Your problem is that you're storing information about functions that exist in one executable, then trying to run them in a separate executable. Other than that, your code does work, but as DeadMG says, you shouldn't be storing complex types in a file. Here's how I modified your code to prove that your code works if run within a single executable:
#include <iostream>
#include <vector>
#include <time.h>
#include <functional>
struct PROGRAM
{
std::vector<int> RandomStuff;
std::vector<std::function<void()>> Functions;
std::function<void()> MAIN;
} CODED;
void RANDOMFUNC()
{
srand(time(NULL));
for(int i = 0; i < 40; i++)
CODED.RandomStuff.push_back(rand() % 254);
}
void LOGARRAY()
{
for(int i = 0; i < CODED.RandomStuff.size(); i++)
std::cout << "["<< i + 1 <<"]: "<< CODED.RandomStuff[i] << std::endl;
}
void PROGRAMMAIN()
{
std::cout << "Hello i call random function!" << std::endl;
CODED.Functions[0]();
CODED.Functions[1]();
}
int main()
{
CODED.MAIN = PROGRAMMAIN;
CODED.Functions.push_back(RANDOMFUNC);
CODED.Functions.push_back(LOGARRAY);
std::cout << "Testing MAIN" << std::endl;
CODED.MAIN();
FILE *file = fopen("TEST_PROGRAM.TRI","wb+");
fwrite(&CODED,sizeof(CODED),1,file);
fclose(file);
std::cout << "Program writted correctly!" << std::endl;
// _sleep(10000);
std::cout << "---------------------\n";
file = fopen("TEST_PROGRAM.TRI","rb+");
fseek(file,0,SEEK_END);
int program_len = ftell(file);
rewind(file);
fread(&CODED,sizeof(PROGRAM),1,file);
std::cout
<< "Function array size: " << CODED.Functions.size() << std::endl
<< "Random Stuff Array size: " << CODED.RandomStuff.size() << std::endl;
CODED.MAIN();
}
The problem is not that you're storing complex types via binary read/write, per se. (Although that is a problem, it's not the cause of the problem you posted this question about.) Your problem is that your data structures are storing information about the functions that exist in your 'writer' executable. Those same functions don't even exist in your 'reader' executable, but even if they did, they likely wouldn't be at the same address. Your data structures are storing, via std::function, pointers to the addresses where the functions exist in your 'writer' executable. When you try to call these non-existent functions in your 'reader' executable, your code happily tries to call them but you get a segfault (or whatever error your OS gives) because that's not the start of a valid function in your 'reader' executable.

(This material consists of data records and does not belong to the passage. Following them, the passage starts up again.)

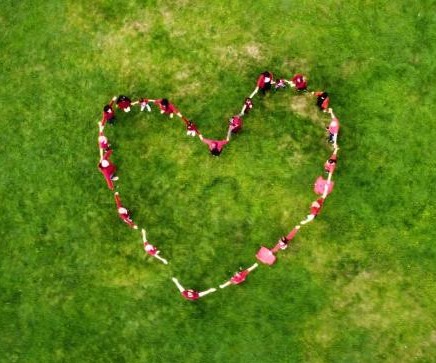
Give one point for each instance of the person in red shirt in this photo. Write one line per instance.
(248, 105)
(239, 277)
(124, 103)
(315, 208)
(322, 100)
(283, 242)
(330, 164)
(167, 108)
(281, 83)
(299, 82)
(108, 113)
(123, 213)
(235, 124)
(150, 249)
(108, 169)
(190, 294)
(215, 146)
(191, 128)
(143, 103)
(264, 83)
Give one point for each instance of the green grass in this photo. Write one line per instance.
(356, 286)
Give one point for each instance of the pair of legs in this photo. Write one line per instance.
(181, 288)
(156, 255)
(248, 270)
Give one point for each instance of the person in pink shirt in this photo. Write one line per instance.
(123, 213)
(143, 103)
(103, 142)
(124, 103)
(235, 124)
(150, 249)
(333, 128)
(264, 83)
(108, 113)
(108, 169)
(248, 105)
(239, 277)
(322, 100)
(283, 242)
(215, 146)
(190, 294)
(299, 82)
(166, 107)
(315, 209)
(330, 164)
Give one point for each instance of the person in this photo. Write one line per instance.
(248, 105)
(143, 103)
(150, 249)
(103, 142)
(108, 113)
(107, 169)
(283, 242)
(315, 208)
(123, 213)
(330, 164)
(281, 83)
(235, 124)
(298, 82)
(333, 128)
(124, 103)
(190, 294)
(322, 100)
(264, 83)
(167, 108)
(239, 276)
(191, 128)
(215, 146)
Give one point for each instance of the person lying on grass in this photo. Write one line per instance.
(239, 277)
(166, 107)
(108, 113)
(107, 168)
(123, 213)
(248, 105)
(190, 294)
(143, 103)
(264, 83)
(103, 142)
(124, 103)
(215, 146)
(150, 249)
(283, 242)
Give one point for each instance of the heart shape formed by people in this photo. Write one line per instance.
(265, 83)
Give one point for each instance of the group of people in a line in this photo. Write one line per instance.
(265, 83)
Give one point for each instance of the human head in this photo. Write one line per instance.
(214, 149)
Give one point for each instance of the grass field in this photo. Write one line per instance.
(358, 285)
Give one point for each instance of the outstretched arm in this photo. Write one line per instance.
(179, 286)
(118, 200)
(203, 293)
(254, 92)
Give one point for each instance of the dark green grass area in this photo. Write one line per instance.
(358, 284)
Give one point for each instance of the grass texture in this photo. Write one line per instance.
(358, 285)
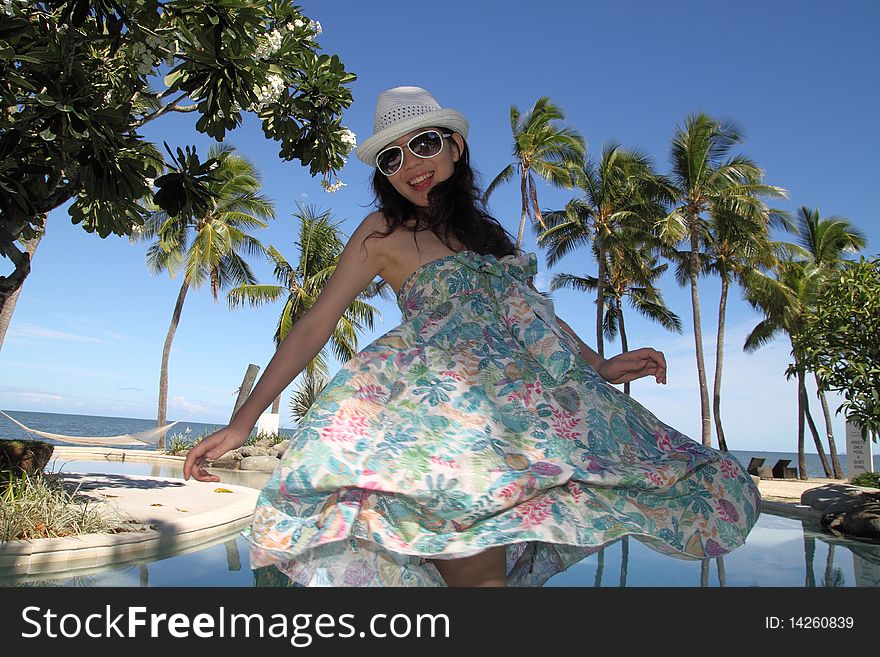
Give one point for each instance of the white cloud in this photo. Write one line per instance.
(180, 405)
(34, 334)
(91, 325)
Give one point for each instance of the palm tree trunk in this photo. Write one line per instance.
(802, 459)
(600, 302)
(719, 363)
(809, 556)
(832, 447)
(624, 343)
(829, 566)
(161, 415)
(8, 306)
(819, 449)
(525, 209)
(536, 211)
(706, 420)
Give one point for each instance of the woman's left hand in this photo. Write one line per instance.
(635, 364)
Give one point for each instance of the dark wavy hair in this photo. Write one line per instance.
(454, 205)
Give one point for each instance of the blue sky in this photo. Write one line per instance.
(800, 78)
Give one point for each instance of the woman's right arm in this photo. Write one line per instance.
(356, 269)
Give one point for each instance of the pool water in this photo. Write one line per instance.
(780, 552)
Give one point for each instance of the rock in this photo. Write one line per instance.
(847, 509)
(819, 498)
(255, 450)
(259, 463)
(24, 456)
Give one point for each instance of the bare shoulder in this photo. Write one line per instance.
(361, 261)
(371, 235)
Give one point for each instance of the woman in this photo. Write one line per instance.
(479, 442)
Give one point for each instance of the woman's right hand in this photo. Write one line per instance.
(212, 447)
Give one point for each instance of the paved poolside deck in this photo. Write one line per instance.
(177, 516)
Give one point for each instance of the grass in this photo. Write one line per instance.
(38, 506)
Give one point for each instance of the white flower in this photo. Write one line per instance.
(269, 45)
(330, 188)
(349, 139)
(271, 92)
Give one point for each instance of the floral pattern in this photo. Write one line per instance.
(475, 423)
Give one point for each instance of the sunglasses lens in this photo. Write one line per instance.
(389, 161)
(427, 144)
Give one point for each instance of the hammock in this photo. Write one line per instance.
(147, 437)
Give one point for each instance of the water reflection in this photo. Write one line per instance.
(779, 551)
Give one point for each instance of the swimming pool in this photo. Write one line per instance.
(780, 552)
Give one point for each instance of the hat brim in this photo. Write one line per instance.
(443, 118)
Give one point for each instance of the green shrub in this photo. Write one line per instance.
(38, 506)
(868, 479)
(260, 436)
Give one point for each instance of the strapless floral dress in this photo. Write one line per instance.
(475, 423)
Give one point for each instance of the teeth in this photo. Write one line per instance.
(420, 179)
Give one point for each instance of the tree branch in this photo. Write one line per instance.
(170, 107)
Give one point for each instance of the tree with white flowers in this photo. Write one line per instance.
(80, 78)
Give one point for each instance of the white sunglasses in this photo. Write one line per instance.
(425, 145)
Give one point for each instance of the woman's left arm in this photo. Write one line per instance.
(622, 368)
(628, 366)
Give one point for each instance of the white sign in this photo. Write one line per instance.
(858, 452)
(866, 572)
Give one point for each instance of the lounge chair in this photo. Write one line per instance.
(756, 467)
(782, 471)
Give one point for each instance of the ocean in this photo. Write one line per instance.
(93, 425)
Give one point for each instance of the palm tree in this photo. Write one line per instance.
(826, 241)
(708, 181)
(219, 237)
(619, 190)
(784, 300)
(630, 272)
(320, 245)
(735, 245)
(541, 146)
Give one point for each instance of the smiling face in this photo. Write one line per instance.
(417, 176)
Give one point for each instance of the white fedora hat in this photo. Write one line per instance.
(403, 109)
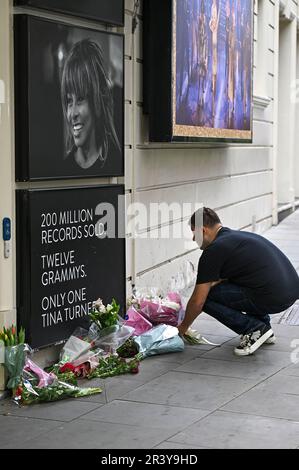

Now with regard to writing complex types (e.g. std::vector) directly to a file in binary format: Doing so "works" in the sample code above only because the binary copies of the std::vectors have pointers that, once read back in, still point to valid data from the original std::vectors which you wrote out. Note that you didn't write the std::vector's actual data, you only wrote their metadata, which probably includes things like the length of the vector, the amount of memory currently allocated for the vector, and a pointer to the vector's data. When you read that back, the metadata is correct except for one thing: Any pointers in it are pointing to addresses that were valid when you wrote the data, but which may not be valid now. In the case of the sample code above, the pointers end up pointing to the same (still valid) data from the original vectors. But there's still a problem here: You now have more than one std::vector that thinks they own that memory. When one of them is deleted, it will delete the memory that the other vector expects to still exist. And when the other vector is deleted, it will cause a double-delete. That opens the door to all kinds of UB. E.g. that memory could have been allocated for another purpose by that time, and now the 2nd delete will delete that other purpose's memory, or else the memory has NOT been allocated for another purpose and the 2nd delete may corrupt the heap. To fix this, you'd have to serialize out the essence of each vector, rather than their binary representation, and when reading it back in, you'd have to reconstruct an equivalent copy, rather than simply reconstitute a copy from the binary image of the original.